1: 00.00

41.7K 3.7K 7.4K
                                        

Günüm harika başlamıştı.

Sabahın erken saatlerinde Jihoon, küçük kardeşim, yanıma gelip yatmış ve kollarımın arasına girerek bir süre orada uyumuştu. Onu sıkıca sararak saçlarına öpücükler bırakmış, ben de onunla birlikte tekrar uyumuştum. Uyandırılma şeklim ise günümün güzel geçmesi için yeterliydi.

"Hyung! Doğum günün kutlu olsun!"

Kulaklarımda sevinçli bir ses, yanağımda minik dudaklar ve bir elimin üzerinde minik eller ve elbette gözlerimi kutsayan o meşhur gülümseme. Ben kardeşime aşıktım. Cidden, onu çok seviyordum. Herkesten çok seviyordum. Her şeyden ne kadar çok nefret ediyorsam onu o kadar çok seviyordum. Çok ama çok seviyordum.

"Teşekkür ederim" demiştim onu tekrar kollarımın arasına alırken. Saçlarına yüzlerce öpücük bırakarak kıkırdamasına neden olmuştum. "Yeni yaşımın ilk sabahında seninle birlikte olmam neye işaret biliyor musun?" Diye sorduğumda heyecanla geri çekilip yüzüme bakmıştı.

"Neye hyung? Neye işaret?"

"Bütün yıl boyunca seninle birlikte olup çok ama çok eğleneceğimize ve çok güzel anlar yaşayacağımıza işaret"

"Hyung, bu çok güzel bir haber! İyi ki yanına gelmişim!"

"Elbette çok güzel bir haber" diyerek onu öptüğümde kocaman gülerek bana sokulmuştu. "Minik bebeğim benim"

"Hayır, ben tam beş yaşındayım. Artık bebek değilim, hyung"

"Hayır, sen benim minik bebeğimsin. Hep öyle kalacaksın. Seni hep böyle sevmemi istemiyor musun yoksa?"

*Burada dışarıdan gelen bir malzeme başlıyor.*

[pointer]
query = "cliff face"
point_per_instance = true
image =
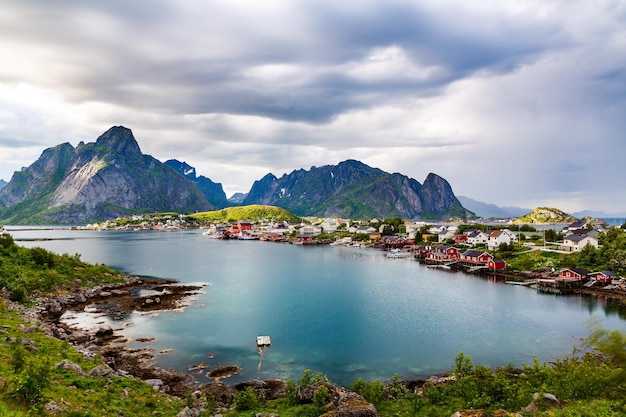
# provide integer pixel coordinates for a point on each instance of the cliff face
(96, 181)
(213, 191)
(353, 189)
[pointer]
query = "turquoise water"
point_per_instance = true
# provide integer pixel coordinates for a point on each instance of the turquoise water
(345, 312)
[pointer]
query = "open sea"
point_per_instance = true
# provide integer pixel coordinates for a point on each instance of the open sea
(342, 311)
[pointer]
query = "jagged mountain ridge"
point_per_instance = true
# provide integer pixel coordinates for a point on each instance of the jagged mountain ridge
(483, 209)
(96, 181)
(213, 191)
(355, 190)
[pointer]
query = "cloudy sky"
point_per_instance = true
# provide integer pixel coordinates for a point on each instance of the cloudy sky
(514, 102)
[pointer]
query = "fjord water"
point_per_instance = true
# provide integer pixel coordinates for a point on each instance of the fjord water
(344, 312)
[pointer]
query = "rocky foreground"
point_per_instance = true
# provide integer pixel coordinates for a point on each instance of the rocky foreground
(121, 360)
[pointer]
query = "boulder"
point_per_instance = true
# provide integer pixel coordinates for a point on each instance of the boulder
(52, 408)
(542, 401)
(188, 412)
(100, 370)
(105, 332)
(154, 383)
(65, 364)
(350, 404)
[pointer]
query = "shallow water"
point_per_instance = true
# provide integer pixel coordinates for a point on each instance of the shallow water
(345, 312)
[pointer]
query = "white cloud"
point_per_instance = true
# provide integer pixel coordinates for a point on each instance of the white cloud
(524, 98)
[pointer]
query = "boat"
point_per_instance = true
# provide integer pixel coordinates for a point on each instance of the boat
(396, 253)
(263, 341)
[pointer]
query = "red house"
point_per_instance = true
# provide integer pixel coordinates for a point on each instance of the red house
(476, 257)
(460, 239)
(573, 274)
(496, 264)
(604, 276)
(443, 254)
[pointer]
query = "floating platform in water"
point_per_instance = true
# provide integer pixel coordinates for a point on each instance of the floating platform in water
(263, 341)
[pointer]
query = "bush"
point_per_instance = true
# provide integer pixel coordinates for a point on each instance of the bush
(321, 396)
(249, 399)
(34, 378)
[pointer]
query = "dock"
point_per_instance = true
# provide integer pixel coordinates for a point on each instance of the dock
(263, 341)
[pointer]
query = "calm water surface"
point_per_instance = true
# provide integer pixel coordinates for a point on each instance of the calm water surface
(345, 312)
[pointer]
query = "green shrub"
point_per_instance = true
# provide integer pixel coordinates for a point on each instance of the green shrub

"İstiyorum! Ama bebek olmak istemiyorum"

"Hayır. Bebek olmak zorundasın. Yoksa sevmem. Büyümüş insanları sevmiyorum"

"Ama- ama hyung! Ben büyüyorum hep! Bunu durduramıyorum. Nasıl durdurabilirim ki?"

"Sen büyümek istemediğin sürece hiç büyümeyeceksin. Büyüsen bile hep benim minik bebeğim olacaksın" dediğimde dudakları büzülmüş ve anlamayan gözlerini kırpıştırıp omuz silkerek boynuma sokulmuştu. O sırada tıklanan ve tıklanmasına bir anlam bırakmayarak birden açılan kapıma baktığımda Soobin, annem ve babamın geldiğini görmüştüm. Dudaklarım istemsizce kıvrılırken Jihoon da geri çekilip onlara bakmıştı.

"Gelelim mi?" Soobin konuştuğunda gözlerimi devirmiş ve yorganı tutup kaldırmıştım.

"Yatağım iki kişilik ama bence hepimize yeter"

Sözlerimle birlikte üçü de yanımıza gelmiş ve yatağıma yerleşmişti. Soobin diğer omzuma yatarken annem saçlarıma bir öpücük bırakmıştı. Elbette hemen ardından da babam.

"Yeni yaşın kutlu olsun" demişti annem. "Umarım bu yıl her zamankinden daha iyi vakit geçirir, daha sağlıklı olursun" Ve onu babam tamamlamıştı.

"Ve de her şeyden biraz daha az nefret edip hayatına daha çok seveceğin kişileri sokabilirsin"

Hepimiz onun sözlerine gülerken Soobin'in bana daha sıkı sarılma isteğini fark ederek onu öpmüştüm. Soobin her zaman Jihoon'u kıskanıyordu. Onu daha çok sevdiğimi ima edip duruyordu ve sonra ağlıyordu. Ona ne kadar anlatsam da henüz on altı yaşında ergen bir çocuktu. En fazla ne kadar anlayabilirdi ki?

"Kahvaltıyı hazırladım. Yemek istersen gel. Ama eğer bugün de iştahının olmadığını söylersen seni doktora götüreceğimi belirtmek isterim."

Minik çaplı tehditi beni güldürürken onu onaylamıştım. Babamla birlikte odadan çıktıklarında omuzlarımda uyuklayan iki çocuğa da birer öpücük vermiş ve onlardan ayrılıp aralarından kalkmıştım. İkisi de yatmaya devam etse de gözleri üzerimdeydi.